De acordo com o Observatório de Seca do Instituto Meteorológico, no final de Maio, «a área em situação de seca meteorológica no litoral Norte e Centro aumentou e a gravidade acentuou-se, estando agora dois por cento em seca severa, 10 por cento em seca moderada e 14 por cento em seca fraca». De frisar, no entanto, que nem sempre a seca meteorológica corresponde às secas hidrológicas ou agrícolas.

Se é certo que Portugal enfrenta um risco grade de desertificação, as certezas diminuem quando se fala de acção de combate ou minimização do fenómeno. A falta de um sistema integrado de Previsão e Gestão de Secas, que una as várias instituições com responsabilidades a este nível, tem sido um calcanhar de Aquiles na acção nacional. «Esperamos que as instituições sejam capazes de se entender entre si, de perceber que isto é um problema estrutural do ponto de vista do país e das populações, e que encontrem uma forma ajustada de responder a estas questões», afirmou ao Ambiente Online Lúcio Pires do Rosário, Ponto Focal Nacional da Convenção das Nações Unidas de Combate à Desertificação, à margem da sessão técnica sobre adaptação às alterações climáticas da Administração de Região Hidrográfica do Alentejo, em Maio.

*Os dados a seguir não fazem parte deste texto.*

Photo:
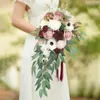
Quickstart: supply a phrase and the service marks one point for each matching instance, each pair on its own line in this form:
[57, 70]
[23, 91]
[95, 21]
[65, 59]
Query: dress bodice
[39, 8]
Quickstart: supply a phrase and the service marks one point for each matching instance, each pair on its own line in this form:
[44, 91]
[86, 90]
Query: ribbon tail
[57, 74]
[61, 71]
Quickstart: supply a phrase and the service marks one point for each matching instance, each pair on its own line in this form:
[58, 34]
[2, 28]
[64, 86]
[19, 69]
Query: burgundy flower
[58, 35]
[41, 34]
[57, 50]
[45, 28]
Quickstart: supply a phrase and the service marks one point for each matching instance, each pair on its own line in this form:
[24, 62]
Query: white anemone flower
[54, 24]
[43, 23]
[52, 44]
[44, 47]
[69, 26]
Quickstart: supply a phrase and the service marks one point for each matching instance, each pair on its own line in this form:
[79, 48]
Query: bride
[36, 9]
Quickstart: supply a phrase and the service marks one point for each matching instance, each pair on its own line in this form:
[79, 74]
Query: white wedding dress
[59, 89]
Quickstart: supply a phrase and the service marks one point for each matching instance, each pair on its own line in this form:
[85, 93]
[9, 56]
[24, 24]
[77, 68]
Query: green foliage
[6, 62]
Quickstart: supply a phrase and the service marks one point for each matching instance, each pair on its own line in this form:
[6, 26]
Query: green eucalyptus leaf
[70, 42]
[39, 73]
[33, 67]
[35, 56]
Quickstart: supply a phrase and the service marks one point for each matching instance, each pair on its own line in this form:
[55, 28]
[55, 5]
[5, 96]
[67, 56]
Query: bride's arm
[18, 18]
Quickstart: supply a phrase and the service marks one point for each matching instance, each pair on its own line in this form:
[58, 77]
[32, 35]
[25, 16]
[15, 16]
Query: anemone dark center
[68, 24]
[51, 43]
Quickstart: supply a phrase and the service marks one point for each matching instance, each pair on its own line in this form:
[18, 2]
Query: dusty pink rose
[61, 44]
[68, 35]
[57, 15]
[48, 34]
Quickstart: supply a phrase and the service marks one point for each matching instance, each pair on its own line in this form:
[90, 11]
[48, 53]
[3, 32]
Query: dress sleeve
[27, 2]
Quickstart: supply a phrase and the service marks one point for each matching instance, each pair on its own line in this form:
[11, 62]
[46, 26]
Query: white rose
[69, 26]
[54, 24]
[46, 53]
[44, 47]
[61, 44]
[43, 23]
[52, 44]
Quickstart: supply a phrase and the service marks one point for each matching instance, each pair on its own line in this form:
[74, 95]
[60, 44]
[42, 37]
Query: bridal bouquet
[59, 32]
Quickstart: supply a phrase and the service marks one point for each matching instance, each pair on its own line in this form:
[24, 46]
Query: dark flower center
[68, 24]
[51, 43]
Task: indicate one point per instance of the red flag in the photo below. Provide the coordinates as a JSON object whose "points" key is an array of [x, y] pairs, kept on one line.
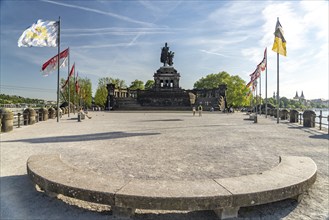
{"points": [[68, 78], [77, 87], [263, 64], [52, 64], [66, 82], [72, 70]]}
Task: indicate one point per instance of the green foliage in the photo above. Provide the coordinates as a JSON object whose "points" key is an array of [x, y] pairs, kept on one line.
{"points": [[136, 84], [85, 95], [101, 92], [149, 84], [236, 87], [13, 99]]}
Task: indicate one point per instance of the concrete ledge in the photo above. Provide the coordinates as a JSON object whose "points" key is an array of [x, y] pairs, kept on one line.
{"points": [[290, 179]]}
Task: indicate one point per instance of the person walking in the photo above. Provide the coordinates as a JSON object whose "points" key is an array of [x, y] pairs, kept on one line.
{"points": [[200, 110]]}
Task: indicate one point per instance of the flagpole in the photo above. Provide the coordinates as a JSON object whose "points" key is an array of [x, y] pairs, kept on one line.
{"points": [[266, 85], [260, 93], [277, 89], [256, 109], [68, 77], [74, 94], [58, 58]]}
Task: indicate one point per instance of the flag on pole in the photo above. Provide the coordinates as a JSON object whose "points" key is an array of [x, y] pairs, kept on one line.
{"points": [[68, 78], [262, 64], [52, 64], [77, 87], [40, 34], [72, 70], [279, 45]]}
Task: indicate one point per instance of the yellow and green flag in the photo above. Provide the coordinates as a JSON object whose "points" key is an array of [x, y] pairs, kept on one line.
{"points": [[279, 44]]}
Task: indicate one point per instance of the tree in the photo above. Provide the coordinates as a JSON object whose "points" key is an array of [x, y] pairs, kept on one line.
{"points": [[236, 94], [136, 84], [149, 84], [101, 92], [85, 93]]}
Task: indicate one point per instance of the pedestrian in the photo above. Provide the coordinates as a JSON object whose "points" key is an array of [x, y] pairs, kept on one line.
{"points": [[200, 110]]}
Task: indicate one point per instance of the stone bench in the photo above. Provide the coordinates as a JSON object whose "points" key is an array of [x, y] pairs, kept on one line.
{"points": [[290, 179]]}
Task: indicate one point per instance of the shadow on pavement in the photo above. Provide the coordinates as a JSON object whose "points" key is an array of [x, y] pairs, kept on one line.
{"points": [[20, 200], [320, 136], [83, 137]]}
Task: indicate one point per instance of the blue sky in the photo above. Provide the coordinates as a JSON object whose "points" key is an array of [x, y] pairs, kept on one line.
{"points": [[123, 39]]}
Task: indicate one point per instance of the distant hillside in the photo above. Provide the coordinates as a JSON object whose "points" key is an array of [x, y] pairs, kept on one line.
{"points": [[13, 99]]}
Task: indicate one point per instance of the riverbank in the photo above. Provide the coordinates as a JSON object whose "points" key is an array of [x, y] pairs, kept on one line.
{"points": [[161, 145]]}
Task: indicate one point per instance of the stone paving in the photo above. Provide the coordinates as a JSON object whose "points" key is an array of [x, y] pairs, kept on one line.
{"points": [[162, 145]]}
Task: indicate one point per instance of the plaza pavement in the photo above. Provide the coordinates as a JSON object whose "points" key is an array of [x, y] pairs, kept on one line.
{"points": [[160, 145]]}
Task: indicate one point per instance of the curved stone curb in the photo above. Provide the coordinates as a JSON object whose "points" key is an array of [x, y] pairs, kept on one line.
{"points": [[290, 179]]}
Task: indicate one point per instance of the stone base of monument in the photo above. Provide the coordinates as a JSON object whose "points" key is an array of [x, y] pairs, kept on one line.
{"points": [[290, 179]]}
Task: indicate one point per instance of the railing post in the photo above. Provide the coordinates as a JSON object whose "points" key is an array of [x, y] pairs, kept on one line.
{"points": [[37, 116], [320, 117], [300, 118], [19, 120]]}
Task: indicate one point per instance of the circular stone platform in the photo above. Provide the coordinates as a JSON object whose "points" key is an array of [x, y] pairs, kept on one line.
{"points": [[172, 146]]}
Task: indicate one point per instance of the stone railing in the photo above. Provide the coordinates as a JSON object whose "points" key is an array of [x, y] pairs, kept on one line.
{"points": [[306, 118], [10, 120]]}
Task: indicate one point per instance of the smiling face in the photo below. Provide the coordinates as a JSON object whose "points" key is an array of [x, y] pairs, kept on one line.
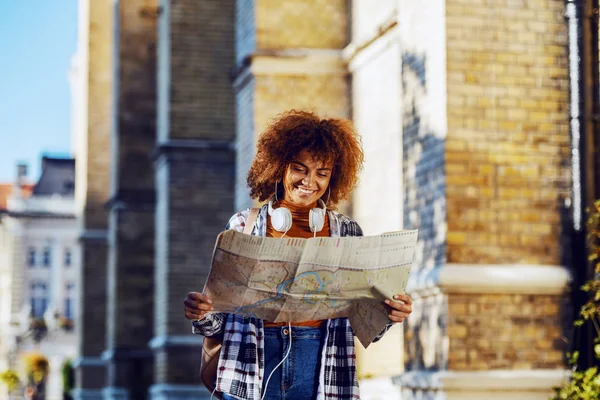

Por outro lado, espera-se ainda a versão final da revisão do Plano de Acção Nacional de Combate à Desertificação (PANCD), agendada para este ano. O trabalho assenta, sobretudo, na selecção de áreas prioritárias de intervenção. Até porque a questão do financiamento foi o entrave principal à primeira versão do PANCD, elaborada em 1999.

A aprovação do PANCD em Conselho de Ministros estava prevista para 17 de Junho. Porém, com a demissão do executivo de José Sócrates e as consequentes eleições antecipadas, o processo legislativo ficou estagnado. No entanto, a mudança de Governo não deve comprometer a apresentação do documento em 2011. Desta revisão do PANCD irá constar um conjunto de objectivos de curto-prazo, até 2013, sendo que os restantes serão desenvolvidos até 2020, ano de horizonte final do plano.

«O objectivo é focalizar em áreas e acções. Não queremos uma lista exaustiva de pontos, mas um conjunto de questões prioritárias para intervir em áreas também prioritárias», acrescentou ainda Lúcio Pires do Rosário.